Friday, September 9, 2016

Original Sacred Harp Choir

Sacred  Harp singing, a style named after the hymnbook known as The Sacred Harp, is an unusual and very stylized form of a cappella gospel singing, in which the first verse of the song is performed with solfege syllables (fa, so, la, etc.) before the singers move on the lyrics of the song. The music is written with shaped noteheads; each shape corresponds to a solfege syllable - and the system does not correspond to the standard "classical" system of solfege. The style developed in the earliest days of the United States, and can still be found, especially in the southern states.

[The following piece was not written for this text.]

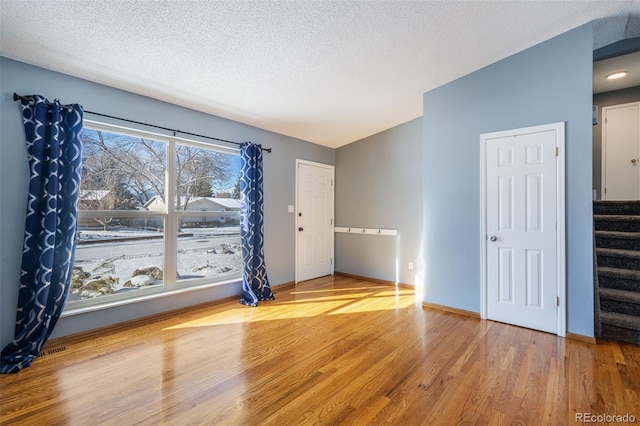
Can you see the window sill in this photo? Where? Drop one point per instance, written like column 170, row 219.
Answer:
column 144, row 298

Sacred Harp singing was first recorded by the Brunswick record company in a series of sessions in New York in June and July of 1922. Based on contemporary newspaper accounts, the singers were apparently recruited from Texas and Georgia. Sacred Harp singing tends to be slightly rough-hewn, but the singers on the Brunswick recordings sing in a more refined manner, possibly reflecting the tastes of the record company. Brunswick thought enough of these recordings to issue them with a beautiful special label, depicting the shaped notes.

These sessions are notable for the first recording of "Amazing Grace," issued under the title "New Britain." Brunswick 5154, pairing "Greenfield" and "Hallelujah," has remained a more obscure disc; it doesn't appear in any discographies that I have seen.